NEW YORK — A NASA-sponsored program that scans the cosmos for potentially dangerous asteroids is being upgraded to improve its ability to hunt for space rocks that might collide with Earth.
NASA is doling out a new $4.1 million grant for the Catalina Sky Survey (CSS), which is based at the University of Arizona in Tucson. The funds will be used to upgrade and operate the program’s telescopes through 2015. The project monitors the skies for new comets and asteroids, including potentially dangerous near-Earth objects (NEOs) — hazardous space rocks that threaten to cross Earth’s path someday.
“NASA has recognized that over the last seven years, our program has constantly strived to improve its performance, and has collaborated with others to find new ways to exploit the nearly 1,000 images we take every night with our two telescopes in the mountains north of Tucson,” Edward Beshore, principal investigator of the Catalina Sky Survey, said in a statement. “I think NASA recognizes the CSS as a valuable service to, well, humanity.”
In 2011, the survey uncovered 586 near-Earth asteroids, which was 65 percent of the total NEO discoveries for the year.
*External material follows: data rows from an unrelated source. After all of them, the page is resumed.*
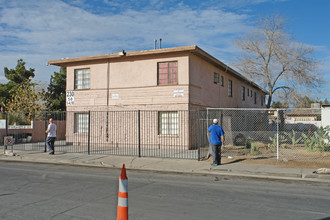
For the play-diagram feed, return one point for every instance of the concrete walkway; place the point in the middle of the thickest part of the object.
(231, 168)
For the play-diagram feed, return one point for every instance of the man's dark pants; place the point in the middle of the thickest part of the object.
(216, 153)
(50, 143)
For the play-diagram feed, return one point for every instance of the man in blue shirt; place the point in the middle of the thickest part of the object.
(216, 135)
(51, 136)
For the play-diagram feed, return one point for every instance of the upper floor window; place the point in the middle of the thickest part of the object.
(243, 93)
(81, 79)
(230, 89)
(168, 122)
(168, 73)
(222, 82)
(216, 78)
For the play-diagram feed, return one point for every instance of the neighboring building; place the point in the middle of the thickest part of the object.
(164, 80)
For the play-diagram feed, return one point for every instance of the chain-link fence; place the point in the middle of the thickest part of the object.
(292, 134)
(286, 134)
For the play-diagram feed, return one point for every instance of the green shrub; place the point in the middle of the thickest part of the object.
(319, 140)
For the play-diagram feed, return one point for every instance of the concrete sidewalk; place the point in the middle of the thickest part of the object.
(231, 168)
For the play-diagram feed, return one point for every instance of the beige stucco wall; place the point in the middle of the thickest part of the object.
(205, 93)
(132, 85)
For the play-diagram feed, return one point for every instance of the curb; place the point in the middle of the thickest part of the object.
(320, 178)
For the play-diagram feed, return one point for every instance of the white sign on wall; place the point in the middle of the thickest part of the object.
(70, 98)
(178, 92)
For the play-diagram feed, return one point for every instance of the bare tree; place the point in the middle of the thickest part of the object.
(271, 58)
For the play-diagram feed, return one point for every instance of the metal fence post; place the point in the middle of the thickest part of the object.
(6, 132)
(198, 138)
(277, 135)
(89, 132)
(45, 132)
(139, 133)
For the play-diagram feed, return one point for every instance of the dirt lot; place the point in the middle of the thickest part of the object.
(275, 162)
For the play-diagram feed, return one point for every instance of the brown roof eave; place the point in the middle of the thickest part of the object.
(65, 62)
(201, 53)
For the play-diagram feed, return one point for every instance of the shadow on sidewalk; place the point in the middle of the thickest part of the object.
(234, 161)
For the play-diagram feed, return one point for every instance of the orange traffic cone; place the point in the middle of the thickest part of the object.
(122, 208)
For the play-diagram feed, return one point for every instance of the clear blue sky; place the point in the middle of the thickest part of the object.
(43, 30)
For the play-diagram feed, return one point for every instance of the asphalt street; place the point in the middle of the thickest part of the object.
(41, 191)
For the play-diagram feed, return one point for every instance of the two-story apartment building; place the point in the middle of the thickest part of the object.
(164, 80)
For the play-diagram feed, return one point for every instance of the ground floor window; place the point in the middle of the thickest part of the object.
(80, 122)
(168, 123)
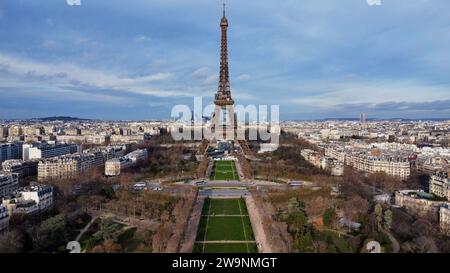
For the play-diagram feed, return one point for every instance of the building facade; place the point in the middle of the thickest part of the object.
(22, 168)
(67, 166)
(32, 199)
(9, 182)
(47, 151)
(444, 219)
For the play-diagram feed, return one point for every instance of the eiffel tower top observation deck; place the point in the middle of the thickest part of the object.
(223, 95)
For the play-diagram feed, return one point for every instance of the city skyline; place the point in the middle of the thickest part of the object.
(330, 60)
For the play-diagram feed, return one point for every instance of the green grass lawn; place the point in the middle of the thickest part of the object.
(225, 228)
(224, 170)
(226, 248)
(224, 207)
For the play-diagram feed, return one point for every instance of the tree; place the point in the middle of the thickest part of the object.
(425, 244)
(304, 243)
(51, 234)
(107, 246)
(294, 205)
(355, 207)
(388, 218)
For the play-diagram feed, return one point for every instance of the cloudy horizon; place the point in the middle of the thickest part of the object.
(333, 59)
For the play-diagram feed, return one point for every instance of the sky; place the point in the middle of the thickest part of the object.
(136, 59)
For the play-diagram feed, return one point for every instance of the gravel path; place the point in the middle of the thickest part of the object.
(191, 231)
(258, 230)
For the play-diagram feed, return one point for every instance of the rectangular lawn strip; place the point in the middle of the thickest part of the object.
(201, 232)
(228, 248)
(224, 207)
(224, 170)
(225, 229)
(198, 248)
(244, 210)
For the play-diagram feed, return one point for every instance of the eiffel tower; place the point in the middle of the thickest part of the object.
(223, 122)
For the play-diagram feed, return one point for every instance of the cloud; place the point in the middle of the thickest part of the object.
(200, 73)
(50, 44)
(73, 75)
(371, 92)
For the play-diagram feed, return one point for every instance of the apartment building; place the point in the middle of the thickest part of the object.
(22, 168)
(418, 202)
(32, 199)
(444, 219)
(9, 182)
(113, 167)
(440, 185)
(67, 166)
(10, 150)
(4, 218)
(138, 155)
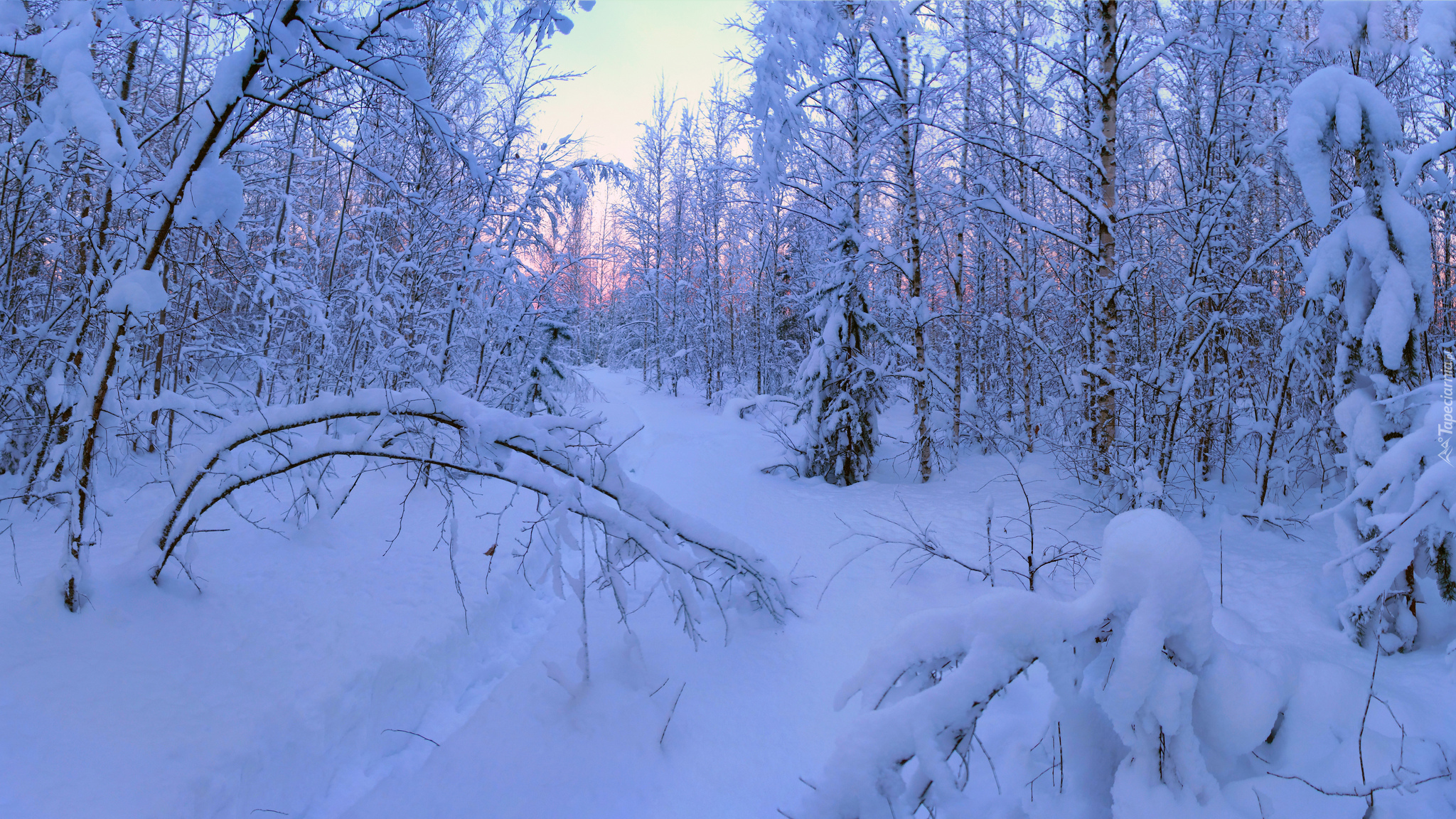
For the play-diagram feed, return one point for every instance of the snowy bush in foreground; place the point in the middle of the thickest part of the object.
(1149, 697)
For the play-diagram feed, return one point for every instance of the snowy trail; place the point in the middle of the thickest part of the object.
(536, 751)
(754, 716)
(155, 697)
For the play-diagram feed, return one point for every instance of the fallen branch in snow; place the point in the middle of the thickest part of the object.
(412, 734)
(558, 459)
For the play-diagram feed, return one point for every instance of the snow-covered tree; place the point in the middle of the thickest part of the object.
(1374, 272)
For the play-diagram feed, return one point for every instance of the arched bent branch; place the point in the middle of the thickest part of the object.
(532, 454)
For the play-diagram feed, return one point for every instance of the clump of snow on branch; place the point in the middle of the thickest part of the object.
(1161, 697)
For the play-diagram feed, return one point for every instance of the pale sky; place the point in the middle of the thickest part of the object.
(625, 46)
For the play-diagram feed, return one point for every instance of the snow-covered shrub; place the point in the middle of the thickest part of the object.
(1374, 272)
(1398, 519)
(1150, 700)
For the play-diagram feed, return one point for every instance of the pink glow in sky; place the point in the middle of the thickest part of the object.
(625, 46)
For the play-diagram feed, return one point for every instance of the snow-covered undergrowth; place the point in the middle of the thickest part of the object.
(286, 685)
(284, 681)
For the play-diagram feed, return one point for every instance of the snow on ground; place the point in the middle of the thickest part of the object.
(287, 685)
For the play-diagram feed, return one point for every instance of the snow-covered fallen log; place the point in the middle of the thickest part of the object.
(557, 459)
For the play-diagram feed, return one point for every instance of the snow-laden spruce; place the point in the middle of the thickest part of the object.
(1149, 697)
(1374, 273)
(1407, 500)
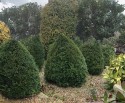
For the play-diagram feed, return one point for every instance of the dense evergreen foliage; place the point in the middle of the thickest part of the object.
(108, 54)
(36, 49)
(92, 52)
(58, 16)
(65, 65)
(19, 76)
(99, 18)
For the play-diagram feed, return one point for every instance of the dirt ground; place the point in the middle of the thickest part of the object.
(54, 94)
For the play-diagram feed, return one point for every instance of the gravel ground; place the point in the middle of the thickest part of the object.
(54, 94)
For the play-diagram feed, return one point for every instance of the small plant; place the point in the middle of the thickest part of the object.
(116, 71)
(108, 53)
(4, 32)
(94, 94)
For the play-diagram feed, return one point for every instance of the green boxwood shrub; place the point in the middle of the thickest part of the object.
(36, 49)
(92, 52)
(108, 53)
(65, 64)
(19, 75)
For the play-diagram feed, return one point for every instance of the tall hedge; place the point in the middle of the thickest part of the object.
(58, 16)
(65, 64)
(19, 74)
(35, 47)
(108, 53)
(92, 52)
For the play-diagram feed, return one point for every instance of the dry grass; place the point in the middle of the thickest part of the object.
(54, 94)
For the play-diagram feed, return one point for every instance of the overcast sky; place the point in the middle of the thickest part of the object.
(9, 3)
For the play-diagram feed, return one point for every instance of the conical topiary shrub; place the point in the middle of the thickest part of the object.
(19, 74)
(65, 64)
(92, 52)
(36, 49)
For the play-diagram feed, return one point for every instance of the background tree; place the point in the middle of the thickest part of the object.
(99, 18)
(23, 20)
(58, 16)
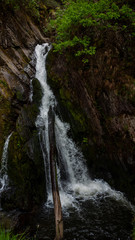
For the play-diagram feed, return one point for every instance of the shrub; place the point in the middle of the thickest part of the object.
(76, 22)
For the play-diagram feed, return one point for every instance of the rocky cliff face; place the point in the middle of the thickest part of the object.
(98, 99)
(18, 37)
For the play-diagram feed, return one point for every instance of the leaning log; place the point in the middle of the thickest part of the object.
(54, 180)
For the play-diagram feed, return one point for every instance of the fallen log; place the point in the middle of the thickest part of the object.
(54, 180)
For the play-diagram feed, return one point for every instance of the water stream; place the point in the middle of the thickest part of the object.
(91, 208)
(3, 170)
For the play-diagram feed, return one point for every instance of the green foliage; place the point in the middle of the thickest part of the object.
(5, 235)
(77, 21)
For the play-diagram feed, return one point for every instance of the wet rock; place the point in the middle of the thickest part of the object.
(97, 99)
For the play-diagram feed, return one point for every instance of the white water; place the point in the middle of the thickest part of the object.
(75, 184)
(3, 171)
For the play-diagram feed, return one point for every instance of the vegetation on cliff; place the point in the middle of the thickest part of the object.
(78, 20)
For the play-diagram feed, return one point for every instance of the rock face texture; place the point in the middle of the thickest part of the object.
(18, 37)
(98, 98)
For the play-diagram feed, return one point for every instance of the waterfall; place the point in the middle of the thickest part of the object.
(3, 171)
(74, 181)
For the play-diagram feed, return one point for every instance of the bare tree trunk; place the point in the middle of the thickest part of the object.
(55, 189)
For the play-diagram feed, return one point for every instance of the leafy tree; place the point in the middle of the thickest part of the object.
(76, 22)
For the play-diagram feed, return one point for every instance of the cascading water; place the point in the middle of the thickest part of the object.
(75, 184)
(3, 170)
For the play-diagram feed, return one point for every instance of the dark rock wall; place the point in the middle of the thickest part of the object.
(18, 37)
(98, 99)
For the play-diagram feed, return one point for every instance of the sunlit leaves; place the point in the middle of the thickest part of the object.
(75, 22)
The CSS team also was the first to observe an asteroid on a collision course with Earth, which enabled researchers to track the path of the space rock and eventually locate meteorites that reached the ground in Northern Sudan.
The new grant money will be used to expand the power of the project’s largest telescope, develop more sensitive software and conduct searches on more nights every month, CSS officials said in a statement.
The Catalina Sky Survey utilizes two wide-field survey telescopes and a dedicated follow-up telescope located in the Catalina Mountains north of Tucson. To detect NEOs, the team uses the two telescopes to take four images of selected portions of the sky roughly 10 minutes apart from one another.
Special software is then used to comb through the data to look for faint objects that appear to be moving across the sky in a straight line. Filters are applied to remove known asteroids and false detections. The results are then presented to an observer for verification. If an asteroid is suspected to qualify as an NEO, it is reported to the Smithsonian Institution in Washington for follow-up studies and analysis.
Part of the new funds from NASA will be used to upgrade the camera on the 1.5-meter telescope on the summit of Mount Lemmon, enabling the observatory to cover more of the sky.
“When we began observing in 2000, our image sensor was 16 megapixels, which was large by any standard,” CSS co-investigator Steve Larson said in a statement. “Today, commonly available consumer digital cameras have surpassed that size, and we were reaching the limit of productivity with our current camera design.”
The new camera system is expected to increase the amount of sky the telescope can cover each month by four times.
“We believe this will translate into a nearly proportional increase in the number of discoveries we make each month,” Larson said.
The Catalina Sky Survey also spawned a spinoff project, called the Catalina Realtime Transient Survey, which uses the data to make observations of objects and events beyond just the search for asteroids.
“We image the entire sky every month with our telescope on Mt. Bigelow in partnership with colleagues at Caltech who had developed software to search for changes in the stationary cosmic objects,” Beshore said. “Almost as fast as we can acquire the data, they are able to detect changes in the brightness of stars and galaxies that can reveal important clues about objects millions of times farther away than the asteroids we search for.”